Avon UK partners with Changing Faces to change perceptions around visible differences

Avon UK has proudly announced a partnership with Changing Faces, the nation’s leading charity for everyone who has a mark, scar or condition that makes them look different.

Following Avon UK’s support for Changing Faces’ #PledgeToBeSeen as part its global stand4her programme which aims to improve the lives of 100 million women each year, the organisations are now formally joining forces. Avon UK will feature more models with a visible difference in its campaigns and co-fund Changing Faces’ support and information line.

The partnership launched on Face Equality Day, a special day of celebration and action which helps to give a voice to more people with a visible difference and to change people’s perceptions so no matter how your face or body looks, you’re treated equally. As part of its 60-year anniversary campaign later this year Avon UK will feature plane crash survivor Tulsi Vagjiani who sustained second and third degree burns to 45% of her face and body. She was bullied about how she looked which affected her mental health.

Sadly, Tulsi’s experience isn’t unique. Research released by Changes Faces* this week clearly demonstrated the need for change. It revealed that approximately one in three people (29%) reported feeling depressed, sad or anxious as a result of having a visible difference like a birth mark or scar. Almost a quarter (23%) say they feel self-conscious or embarrassed going out in public because of their visible difference.

Avon is committed to championing the power of beauty and together Avon and Changing faces will work to ensure people who look different have the freedom to express themselves and are visible across fashion and beauty campaigns.

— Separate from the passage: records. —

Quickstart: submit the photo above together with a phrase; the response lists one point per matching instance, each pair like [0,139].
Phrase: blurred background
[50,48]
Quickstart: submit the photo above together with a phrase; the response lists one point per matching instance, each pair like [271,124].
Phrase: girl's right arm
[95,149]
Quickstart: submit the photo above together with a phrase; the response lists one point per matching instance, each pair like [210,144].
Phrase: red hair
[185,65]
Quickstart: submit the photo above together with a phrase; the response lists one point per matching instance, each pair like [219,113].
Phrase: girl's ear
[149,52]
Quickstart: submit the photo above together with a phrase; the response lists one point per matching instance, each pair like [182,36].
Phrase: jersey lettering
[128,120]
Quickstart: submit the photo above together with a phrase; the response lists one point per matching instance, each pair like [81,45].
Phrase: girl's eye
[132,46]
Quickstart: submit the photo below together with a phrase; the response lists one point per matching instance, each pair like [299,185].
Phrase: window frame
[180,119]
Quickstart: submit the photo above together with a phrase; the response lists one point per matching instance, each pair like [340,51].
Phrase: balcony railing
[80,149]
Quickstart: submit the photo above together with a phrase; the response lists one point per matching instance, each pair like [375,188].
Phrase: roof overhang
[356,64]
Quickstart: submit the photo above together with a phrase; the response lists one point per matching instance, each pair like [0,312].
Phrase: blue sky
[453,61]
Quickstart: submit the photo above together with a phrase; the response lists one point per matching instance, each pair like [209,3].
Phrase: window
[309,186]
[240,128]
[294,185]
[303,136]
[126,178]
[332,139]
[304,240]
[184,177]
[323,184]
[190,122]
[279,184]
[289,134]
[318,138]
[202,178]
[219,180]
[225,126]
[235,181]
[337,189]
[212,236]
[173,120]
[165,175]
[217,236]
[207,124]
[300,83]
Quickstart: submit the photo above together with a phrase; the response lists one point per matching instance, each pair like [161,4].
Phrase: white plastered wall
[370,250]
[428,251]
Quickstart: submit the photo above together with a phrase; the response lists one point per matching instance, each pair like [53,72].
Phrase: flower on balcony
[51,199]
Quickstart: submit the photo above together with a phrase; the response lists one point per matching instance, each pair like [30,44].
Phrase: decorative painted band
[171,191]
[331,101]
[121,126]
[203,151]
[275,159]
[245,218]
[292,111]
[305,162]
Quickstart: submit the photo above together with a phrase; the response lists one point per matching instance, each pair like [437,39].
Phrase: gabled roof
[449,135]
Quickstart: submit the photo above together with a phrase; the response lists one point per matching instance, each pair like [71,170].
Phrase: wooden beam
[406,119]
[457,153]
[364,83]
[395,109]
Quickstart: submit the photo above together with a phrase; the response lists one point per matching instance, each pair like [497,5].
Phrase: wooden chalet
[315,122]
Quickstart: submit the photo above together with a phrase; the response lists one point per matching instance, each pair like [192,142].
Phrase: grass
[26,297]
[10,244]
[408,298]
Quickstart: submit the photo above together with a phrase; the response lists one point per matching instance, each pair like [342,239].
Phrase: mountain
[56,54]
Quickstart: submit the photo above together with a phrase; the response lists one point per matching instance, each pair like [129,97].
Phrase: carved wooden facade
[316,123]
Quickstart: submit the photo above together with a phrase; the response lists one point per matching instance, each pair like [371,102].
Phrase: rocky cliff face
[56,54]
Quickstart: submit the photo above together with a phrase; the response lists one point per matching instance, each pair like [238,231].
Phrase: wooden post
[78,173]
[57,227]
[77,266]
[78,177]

Avon was the first beauty brand to sign up to Changing Faces’ pledge to feature more people with a visible difference in its campaigns and in March,Avon UK’s ‘Perfect Nudes’ campaign featured Changing Faces ambassador Catrin Pugh, who suffered 96% burns in a coach accident.

To be a part of a beauty campaign that challenges traditional beauty stereotypes, and the stigma around ‘looking different’ is so refreshing. For people with a visible difference, the beauty counter can be an intimidating place to go. I want to send out the message that it’s ok to be different, and that true beauty is about being proud to be yourself.”